Nepal and China signed a memorandum of understanding on the BRI, a flagship initiative of Chinese President Xi Jinping, on May 12, 2017, when Dahal was Prime Minister of Nepal. This is why China is now increasing pressure on Dahal.

The BRI has faced criticism for burdening poor countries with debt.

BRI is becoming a debt trap for poor countries

A study has shown that under the Belt and Road Initiative (BRI) launched by China, dozens of low-income countries like Nepal are falling into the trap of debt.

A study report published by Ed Data, which researches studies on foreign debt and aid, concluded that low- and middle-income countries are falling into the trap of China’s secret loans.

Research has provided different rationales as to how countries are falling into the trap of hidden debt. Studies have shown that high interest rates and short-duration projects are becoming problematic in the implementation of investment projects, and the lack of transparency is adding long-term liability to poor countries.

Research has shown that Chinese debt is not only opaque but also extremely expensive compared to loans from other countries and institutions.

The OECD and other development partners lend to low- and middle-income countries at an interest rate of 1.1 percent, while China lends at an interest rate of up to 4.2 percent. The repayment period of Chinese loans is also seen to be very short compared to others, with the average duration being only 10 years, whereas other countries receive loans for up to 28 years.

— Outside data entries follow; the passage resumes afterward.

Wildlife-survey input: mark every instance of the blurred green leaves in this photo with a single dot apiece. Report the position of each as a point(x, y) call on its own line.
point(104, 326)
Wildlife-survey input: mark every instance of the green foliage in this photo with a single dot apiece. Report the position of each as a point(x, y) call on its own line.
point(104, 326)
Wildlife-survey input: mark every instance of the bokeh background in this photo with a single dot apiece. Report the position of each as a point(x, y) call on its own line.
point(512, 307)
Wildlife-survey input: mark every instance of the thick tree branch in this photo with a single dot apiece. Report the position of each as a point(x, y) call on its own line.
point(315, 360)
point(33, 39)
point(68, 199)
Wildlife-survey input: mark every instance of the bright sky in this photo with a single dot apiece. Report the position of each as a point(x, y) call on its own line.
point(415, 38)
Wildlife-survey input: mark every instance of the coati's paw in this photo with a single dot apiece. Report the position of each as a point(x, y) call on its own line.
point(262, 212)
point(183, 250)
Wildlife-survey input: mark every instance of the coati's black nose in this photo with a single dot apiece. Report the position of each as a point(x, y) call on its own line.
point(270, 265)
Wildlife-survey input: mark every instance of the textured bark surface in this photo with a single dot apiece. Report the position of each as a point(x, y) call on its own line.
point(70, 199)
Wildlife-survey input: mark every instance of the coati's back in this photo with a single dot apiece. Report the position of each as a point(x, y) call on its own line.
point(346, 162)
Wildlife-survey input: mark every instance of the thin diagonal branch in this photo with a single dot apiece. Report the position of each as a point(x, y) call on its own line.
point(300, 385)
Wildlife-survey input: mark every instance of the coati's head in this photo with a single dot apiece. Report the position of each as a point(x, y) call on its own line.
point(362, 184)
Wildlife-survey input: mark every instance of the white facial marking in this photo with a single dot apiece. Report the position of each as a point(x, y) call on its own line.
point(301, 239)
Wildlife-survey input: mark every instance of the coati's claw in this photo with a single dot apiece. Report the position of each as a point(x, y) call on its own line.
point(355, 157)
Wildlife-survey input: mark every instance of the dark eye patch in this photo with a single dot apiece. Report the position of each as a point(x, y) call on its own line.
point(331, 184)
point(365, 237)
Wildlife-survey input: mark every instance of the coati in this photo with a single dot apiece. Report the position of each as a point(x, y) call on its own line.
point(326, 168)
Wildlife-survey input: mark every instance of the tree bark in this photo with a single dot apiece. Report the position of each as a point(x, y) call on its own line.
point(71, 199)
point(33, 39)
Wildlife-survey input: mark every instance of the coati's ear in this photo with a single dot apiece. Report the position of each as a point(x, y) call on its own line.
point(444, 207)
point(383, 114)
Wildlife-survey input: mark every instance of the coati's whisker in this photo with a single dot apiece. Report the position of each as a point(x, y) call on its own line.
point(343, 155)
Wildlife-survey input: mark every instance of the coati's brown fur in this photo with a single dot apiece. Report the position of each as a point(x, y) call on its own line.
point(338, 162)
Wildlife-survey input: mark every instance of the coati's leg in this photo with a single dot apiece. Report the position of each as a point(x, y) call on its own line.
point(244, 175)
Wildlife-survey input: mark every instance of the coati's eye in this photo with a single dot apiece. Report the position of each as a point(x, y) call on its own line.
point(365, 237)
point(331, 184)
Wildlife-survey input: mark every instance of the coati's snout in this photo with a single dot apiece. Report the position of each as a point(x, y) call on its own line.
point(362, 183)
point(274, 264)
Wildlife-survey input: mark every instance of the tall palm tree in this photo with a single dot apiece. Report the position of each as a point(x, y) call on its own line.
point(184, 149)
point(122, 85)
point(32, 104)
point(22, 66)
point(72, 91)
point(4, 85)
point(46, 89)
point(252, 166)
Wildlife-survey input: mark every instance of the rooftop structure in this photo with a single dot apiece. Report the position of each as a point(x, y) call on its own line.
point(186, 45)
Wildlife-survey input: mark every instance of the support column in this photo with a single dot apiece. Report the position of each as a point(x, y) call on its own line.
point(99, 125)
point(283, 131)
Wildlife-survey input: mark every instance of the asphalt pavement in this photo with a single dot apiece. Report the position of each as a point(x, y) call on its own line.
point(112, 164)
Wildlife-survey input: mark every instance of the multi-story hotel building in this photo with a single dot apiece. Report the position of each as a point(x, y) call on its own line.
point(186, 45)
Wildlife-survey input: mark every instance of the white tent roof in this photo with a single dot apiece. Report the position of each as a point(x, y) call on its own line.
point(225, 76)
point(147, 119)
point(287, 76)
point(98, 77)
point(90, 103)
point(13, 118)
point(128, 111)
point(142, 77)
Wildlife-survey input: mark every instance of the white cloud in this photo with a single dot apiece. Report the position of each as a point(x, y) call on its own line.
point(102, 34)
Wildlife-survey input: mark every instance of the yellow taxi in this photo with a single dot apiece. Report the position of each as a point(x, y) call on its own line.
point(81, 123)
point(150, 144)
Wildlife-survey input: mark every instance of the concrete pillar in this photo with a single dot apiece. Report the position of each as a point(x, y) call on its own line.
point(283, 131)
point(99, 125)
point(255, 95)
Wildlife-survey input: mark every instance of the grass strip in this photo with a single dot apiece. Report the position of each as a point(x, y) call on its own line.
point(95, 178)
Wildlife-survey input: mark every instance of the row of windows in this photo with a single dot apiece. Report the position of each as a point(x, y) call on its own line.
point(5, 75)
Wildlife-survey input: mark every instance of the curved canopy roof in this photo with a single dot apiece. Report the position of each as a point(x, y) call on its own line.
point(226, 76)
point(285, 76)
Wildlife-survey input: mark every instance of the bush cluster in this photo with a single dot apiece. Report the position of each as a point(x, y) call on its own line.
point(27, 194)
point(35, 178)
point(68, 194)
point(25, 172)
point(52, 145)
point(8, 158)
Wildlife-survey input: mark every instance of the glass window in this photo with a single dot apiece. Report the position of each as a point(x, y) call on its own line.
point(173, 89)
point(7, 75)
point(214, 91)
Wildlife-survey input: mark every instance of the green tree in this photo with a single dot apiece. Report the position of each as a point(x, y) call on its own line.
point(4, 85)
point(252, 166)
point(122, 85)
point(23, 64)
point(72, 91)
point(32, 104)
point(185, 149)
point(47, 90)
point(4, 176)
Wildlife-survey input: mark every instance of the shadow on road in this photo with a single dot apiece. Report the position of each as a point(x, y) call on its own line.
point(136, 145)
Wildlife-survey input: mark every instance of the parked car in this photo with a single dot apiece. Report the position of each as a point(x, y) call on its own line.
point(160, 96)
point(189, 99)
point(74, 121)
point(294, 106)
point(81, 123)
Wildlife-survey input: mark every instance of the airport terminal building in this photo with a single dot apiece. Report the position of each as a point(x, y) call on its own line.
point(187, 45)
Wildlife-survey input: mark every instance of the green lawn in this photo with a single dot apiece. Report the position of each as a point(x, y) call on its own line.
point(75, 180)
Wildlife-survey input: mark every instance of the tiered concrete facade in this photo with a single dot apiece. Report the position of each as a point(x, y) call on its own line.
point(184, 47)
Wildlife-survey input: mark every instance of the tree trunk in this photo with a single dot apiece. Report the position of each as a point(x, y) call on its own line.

China extends loans abroad through its state-owned banks and companies. These loans are typically provided under the Belt and Road Initiative (BRI) to government-owned banks, special joint ventures, and private institutions. However, such loans often do not appear in the government’s official financial records. Research indicates that a significant portion of these projects encounter difficulties, with high-interest debt exacerbating economic challenges for recipient countries.

According to recent studies, approximately 35 percent of BRI projects encounter implementation issues. These problems include corruption, labor exploitation, environmental degradation, and public opposition. In contrast, only 21 percent of Chinese government projects outside the BRI face similar challenges.

Furthermore, research highlights the heightened risk for poorer countries to fall into a debt trap due to opaque loan agreements, coupled with issues of corruption and bureaucratic delays.